If Plaintiff chooses to file an amended complaint, he should note that the law in this circuit clearly provides that “‘complaints relying on the civil rights statutes are insufficient unless they contain some specific allegations of fact indicating a deprivation of rights, instead of a litany of general conclusions that shock but have no meaning.'” Hunt v. Budd, 895 F.Supp. 35, 38 (N.D.N.Y. 1995) (McAvoy, J.) (quoting Barr v. Abrams, 810 F.2d 358, 363 (2d Cir. 1987)); accord Pourzancvakil v. Humphry, 94-CV-1594, 1995 WL 316935, at *7 (N.D.N.Y. May 22, 1995) (Pooler, J.). Therefore, in any amended complaint, Plaintiff must clearly set forth facts that give rise to the claims, including the dates, times, and places of the alleged underlying acts, and each individual who committed each alleged wrongful act. In addition, the revised pleading should allege facts demonstrating the specific involvement of any of the named defendants in the constitutional deprivations alleged in sufficient detail to establish that they were tangibly connected to those deprivations. Bass v. Jackson, 790 F.2d 260, 263 (2d Cir. 1986). Finally, Plaintiff is informed that any such amended complaint will replace the existing Complaint, and must be a wholly integrated and complete pleading that does not rely upon or incorporate by reference any pleading or document previously filed with the Court. See Shields v. Citytrust Bancorp, Inc., 25 F.3d 1124, 1128 (2d Cir. 1994) (“It is well established that an amended complaint ordinarily supersedes the original and renders it of no legal effect.”).
ACCORDINGLY, it is
ORDERED that Plaintiff's amended application to proceed in forma pauperis (Dkt. No. 9) is GRANTED; and it is further respectfully
RECOMMENDED that Plaintiff's Complaint (Dkt. No. 1) be DISMISSED WITH LEAVE TO REPLEAD as frivolous (or, in the alternative, for failure to state a claim upon which relief may be granted) pursuant to 28 U.S.C. § 1915(e)(2)(B); and it is further
ORDERED that the Clerk of the Court shall file a copy of this order, report, and recommendation on the docket of this case and serve a copy upon the parties in accordance with the local rules.

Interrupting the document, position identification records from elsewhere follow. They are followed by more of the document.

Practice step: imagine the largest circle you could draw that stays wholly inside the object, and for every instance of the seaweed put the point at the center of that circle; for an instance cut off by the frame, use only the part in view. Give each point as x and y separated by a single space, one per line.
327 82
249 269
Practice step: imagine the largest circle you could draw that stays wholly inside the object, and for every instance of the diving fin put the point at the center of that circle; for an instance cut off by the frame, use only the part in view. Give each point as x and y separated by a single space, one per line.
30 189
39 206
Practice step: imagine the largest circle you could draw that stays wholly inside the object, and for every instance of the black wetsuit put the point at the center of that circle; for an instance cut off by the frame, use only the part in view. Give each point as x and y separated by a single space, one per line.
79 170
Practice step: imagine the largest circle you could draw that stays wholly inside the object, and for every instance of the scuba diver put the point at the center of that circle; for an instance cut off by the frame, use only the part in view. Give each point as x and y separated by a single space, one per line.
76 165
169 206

The Clerk shall also provide Plaintiff with copies of all unreported decisions cited herein in accordance with Lebron v. Sanders, 557 F.3d 76 (2d Cir. 2009) (per curiam).
NOTICE: Pursuant to 28 U.S.C. § 636(b)(1), the parties have fourteen days within which to file written objections to the foregoing report. Such objections shall be filed with the Clerk of the Court. FAILURE TO OBJECT TO THIS REPORT WITHIN FOURTEEN DAYS WILL PRECLUDE APPELLATE REVIEW . 28 U.S.C. § 636(b)(1) (Supp. 2013); Fed.R.Civ.P. 6(a), 6(d), 72; Roldan v. Racette, 984 F.2d 85 (2d Cir. 1993) (citing Small v. Sec'y of Health and Human Servs., 892 F.2d 15 (2d Cir. 1989)).
If you are proceeding pro se and served with this report, recommendation, and order by mail, three additional days will be added to the fourteen-day period, meaning that you have seventeen days from the date that the report, recommendation, and order was mailed to you to serve and file objections. Fed.R.Civ.P. 6(d). If the last day of that prescribed period falls on a Saturday, Sunday, or legal holiday, then the deadline is extended until the end of the next day that is not a Saturday, Sunday, or legal holiday. Fed.R.Civ.P. 6(a)(1)(C).